Now, there’s good news here beyond this lecture on how to read scripture, I promise. It’s good news in itself that we don’t have to check our brains at the door here,
BUT ALSO in the midst of this horrific account of the slaughter of baby boys, Matthew recalls for us Jeremiah’s words, not only of Rachel’s weeping for her children, but what follows: “Return, O virgin Israel, return to these your cities. How long will you waver, O faithless daughter? For the Lord has created a new thing on the earth: a woman encircles a man.
“God has created a new thing” is spoken by Jeremiah and Isaiah and Matthew and John of Patmos in the book of Revelation. God is always doing a new thing. And “By quoting this small bit…of Jeremiah,…Mathew…implies the rest of the rest of it: it is Mary…being called back from exile, Mary, as virgin Israel, that returns salvation to God’s people through the new thing on earth which the Lord has done, through the man she encircles in her womb.”[1]

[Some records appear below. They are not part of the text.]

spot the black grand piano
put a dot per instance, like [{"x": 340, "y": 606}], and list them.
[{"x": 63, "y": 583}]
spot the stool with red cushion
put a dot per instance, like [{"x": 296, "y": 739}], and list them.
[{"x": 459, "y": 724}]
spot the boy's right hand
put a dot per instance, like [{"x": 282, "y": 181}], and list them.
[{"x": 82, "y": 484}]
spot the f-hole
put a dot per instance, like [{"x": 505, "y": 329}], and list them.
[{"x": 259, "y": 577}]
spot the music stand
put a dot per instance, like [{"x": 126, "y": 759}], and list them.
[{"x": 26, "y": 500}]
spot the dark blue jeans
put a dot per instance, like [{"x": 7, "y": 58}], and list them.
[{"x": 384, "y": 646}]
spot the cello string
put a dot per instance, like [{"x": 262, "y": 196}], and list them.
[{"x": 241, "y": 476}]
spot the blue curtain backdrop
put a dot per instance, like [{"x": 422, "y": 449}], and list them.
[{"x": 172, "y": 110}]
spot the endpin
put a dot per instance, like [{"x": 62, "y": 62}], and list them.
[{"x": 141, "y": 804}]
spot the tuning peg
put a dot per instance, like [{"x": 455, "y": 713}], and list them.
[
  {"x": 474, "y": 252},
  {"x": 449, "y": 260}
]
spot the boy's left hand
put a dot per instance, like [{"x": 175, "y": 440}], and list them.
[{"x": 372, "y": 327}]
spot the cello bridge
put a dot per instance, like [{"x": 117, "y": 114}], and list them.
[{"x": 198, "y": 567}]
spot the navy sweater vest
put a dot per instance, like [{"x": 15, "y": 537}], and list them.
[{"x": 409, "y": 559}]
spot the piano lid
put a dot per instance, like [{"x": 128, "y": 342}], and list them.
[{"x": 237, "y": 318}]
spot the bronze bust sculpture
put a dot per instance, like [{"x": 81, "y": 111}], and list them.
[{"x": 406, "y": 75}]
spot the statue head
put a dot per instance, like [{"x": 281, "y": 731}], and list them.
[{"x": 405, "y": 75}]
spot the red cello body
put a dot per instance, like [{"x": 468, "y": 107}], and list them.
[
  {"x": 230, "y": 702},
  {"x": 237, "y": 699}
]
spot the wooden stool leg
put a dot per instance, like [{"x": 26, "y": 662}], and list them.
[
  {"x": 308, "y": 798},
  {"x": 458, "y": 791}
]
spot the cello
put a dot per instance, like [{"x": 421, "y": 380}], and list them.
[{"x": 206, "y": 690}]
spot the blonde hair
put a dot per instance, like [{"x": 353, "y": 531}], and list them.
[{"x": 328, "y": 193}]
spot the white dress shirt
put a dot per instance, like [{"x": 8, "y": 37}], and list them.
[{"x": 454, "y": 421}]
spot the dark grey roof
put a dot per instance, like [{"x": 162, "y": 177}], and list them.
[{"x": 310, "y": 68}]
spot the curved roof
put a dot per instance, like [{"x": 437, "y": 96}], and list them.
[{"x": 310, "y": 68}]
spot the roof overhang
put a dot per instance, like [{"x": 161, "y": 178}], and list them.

I just read a wonderful article in which a prostitute who is also a junkie and a mom of 5 said, “you know what kept me through all that? God. Whenever I got into the car, God got into the car with me.”[2]

how could we not draw parallels to school shootings or mass graves in Sudan and WWII Germany? And we’re meant to. Herod’s evil, Babylon’s evil, Pharoah’s evil are not unique nor is our mourning. We cry for our own children—we cry when we lose them, we cry when they’re happy because the world isn’t good enough for them, we cry because the same story seems to keep happening. And then Jesus comes and, to the critical eye, the story is the same and it doesn’t make any difference.
And to the post-critical eye, Jesus comes and there’s something else going on. It’s the same story, but the themes are different, it’s meaning is different, how we react to it is different.
It’s the same story, “A decree went out from Caesar Augustus that all the world should be taxed…” and the no room at the inn, and the shepherds, and the flight to Egypt to avoid the slaughter of the innocents.
It’s the same story, and with a post-critical eye, with the eye that knows and embraces the traditional words and also knows how Matthew has carefully crafted his account,
we see hope. We see that God is doing a new thing. God is writing a new book and taking our crappy lives and memories and actions and making something else, something unexpected with them.
There are people out there fighting against the world’s brokenness and hurtfulness.
People inspired by Jesus and people who’ve never heard of him.
People who will not just accept Herod and Babylon and Pharoah.
May we be those people. May we see the hurt, may we stop and ask if we can help. May we offer love in the place of judgment and embrace in the place of fear.